Gaiman’s status as a writer needs no further elaboration in these parts, and he is also an impressive reader of remarkable breadth and depth—this is, after all, the man who Alan Moore described as having “a dirty mouth in seven centuries.” As a result, it’s not really surprising that he and co-editor Maria Dahvana Headley have assembled a wonderfully diverse and enjoyable collection of stories from over a century of fantasy writing; Frank R. Stockton’s melancholy “The Griffin and the Minor Canon” (1885) and E. Nesbit’s weird and witty “The Cockatoucan” (1900) rub shoulders with two stories appearing for the first time in this anthology, Maria Dahvana Headley’s “Moveable Beast” and Megan Kurashige’s “The Manticore, the Mermaid, and Me.”

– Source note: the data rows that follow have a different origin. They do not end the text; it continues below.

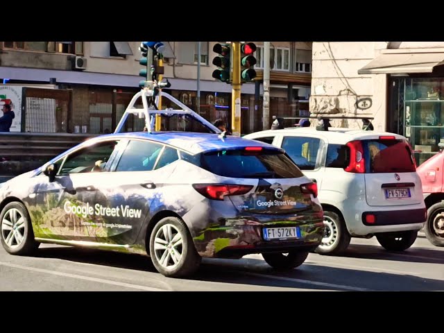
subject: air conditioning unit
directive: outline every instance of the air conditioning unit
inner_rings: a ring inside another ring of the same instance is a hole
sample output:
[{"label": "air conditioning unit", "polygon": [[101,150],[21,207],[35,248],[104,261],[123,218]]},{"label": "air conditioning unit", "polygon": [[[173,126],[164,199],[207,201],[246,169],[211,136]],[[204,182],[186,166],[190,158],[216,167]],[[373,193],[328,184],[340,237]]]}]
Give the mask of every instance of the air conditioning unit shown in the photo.
[{"label": "air conditioning unit", "polygon": [[73,68],[74,69],[86,69],[86,58],[76,56]]}]

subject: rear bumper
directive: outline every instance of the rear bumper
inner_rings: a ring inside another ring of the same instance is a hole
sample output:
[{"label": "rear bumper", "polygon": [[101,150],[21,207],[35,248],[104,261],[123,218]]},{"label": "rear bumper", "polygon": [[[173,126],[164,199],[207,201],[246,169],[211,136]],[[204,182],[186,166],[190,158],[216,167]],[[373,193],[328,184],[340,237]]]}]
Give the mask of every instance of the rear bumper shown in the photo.
[{"label": "rear bumper", "polygon": [[[364,212],[362,213],[362,223],[364,225],[369,226],[420,223],[427,221],[427,214],[425,207],[408,210]],[[375,216],[374,223],[366,222],[366,216],[370,214]]]},{"label": "rear bumper", "polygon": [[[292,240],[266,241],[263,228],[293,227],[299,228],[300,237]],[[231,258],[251,253],[286,252],[293,249],[311,250],[320,244],[323,235],[323,219],[302,223],[298,221],[261,223],[247,219],[226,220],[223,225],[208,228],[194,237],[201,257]]]},{"label": "rear bumper", "polygon": [[[354,237],[366,237],[379,232],[419,230],[427,219],[424,203],[405,206],[369,206],[359,201],[352,205],[338,207],[345,220],[347,229]],[[375,223],[365,222],[365,216],[374,214]]]}]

There really isn’t a weak story in the lot; at worst, Anthony Boucher’s 1942 story “The Compleat Werewolf” feels a little out-of-step and dated; the hero, Professor Wolfe Wolf, is something of an injured nice-guy hung up on a former student of his who has become a glamorous Hollywood starlet; he immediately sees his lycanthropy as a way to get her back, particularly once she comes to town looking for a dog to play a Rin Tin Tin-like sidekick. The joke in Larry Niven’s “Flight of the Horse” from 1969 is maybe a little obvious—a man is dispatched to the twelfth century to find a horse, wearing a helmet that gives him a halo effect, a white robe, and traveling on a device that allows him to fly, and the “horse” he finds has an extra pointy bit on its forehead that the history books never mentioned—but it’s told with excellent deadpan humor. Gaiman’s own contribution, “Sunbird,” is a typically Gaiman-esque twist on an old myth, in this case—well, you can probably guess from the title, and there is something of the comfort of your favorite tea in a familiar mug in it.

In many other collections these stories would probably be standouts; here, their only fault is that they just don’t quite reach the heights of intensity and invention that many of the other stories do—which is a credit to the quality of the anthology overall. In “Moveable Beast” the titular creature lives in a mini-forest surrounded by the town of Bastardville, where awful customer service is a major tourism draw; it and the snarky heroine are clearly forces to reckon with, as a collector of beasts discovers to his extreme detriment. Nalo Hopkinson’s outstanding “The Smile on the Face” twines legends of female saints and pagan myths of tree-spirits with the struggles of teenage Gilla as she tries to cope with her changing body and the vicious sexual politics of high school. Samuel Delany’s 1977 story “Prismatica” is a creepy fairy tale in which the trapped princess becomes an agent in her own rescue, and Gahan Wilson’s contribution, which has a title that is not to be written out: 

Unnatural Creatures Review Neil Gaiman Maria Dahvana Headleyis a darkly hilarious and absurd story about a spot on the wall that gets rapidly and frighteningly out of control in a way that will undoubtedly remind many readers of the Doctor Who episode “Blink.” (Wilson got there first, by the way; this story was published in 1972.)

There are also delights and wonders from Saki, Avram Davidson, Diana Wynne Jones, Nnedi Okrafor, and Lily Yu, and lovely illustrations by Briony Morrow-Cribbs. And then there’s the final story in the collection, Peter S. Beagle’s “Come Lady Death”, in which Georgian aristocrat and society hostess Lady Neville, to fend off her own ennui, throws a magnificent party at which Death, the “most natural of unnatural creatures,” is to be the guest of honor. What starts out as bright and brittle becomes an unexpectedly heartwrenching fable of mortality and sacrifice. It’s a beautiful conclusion to an excellent collection of stories, one that every fantasy fan should have on their shelves.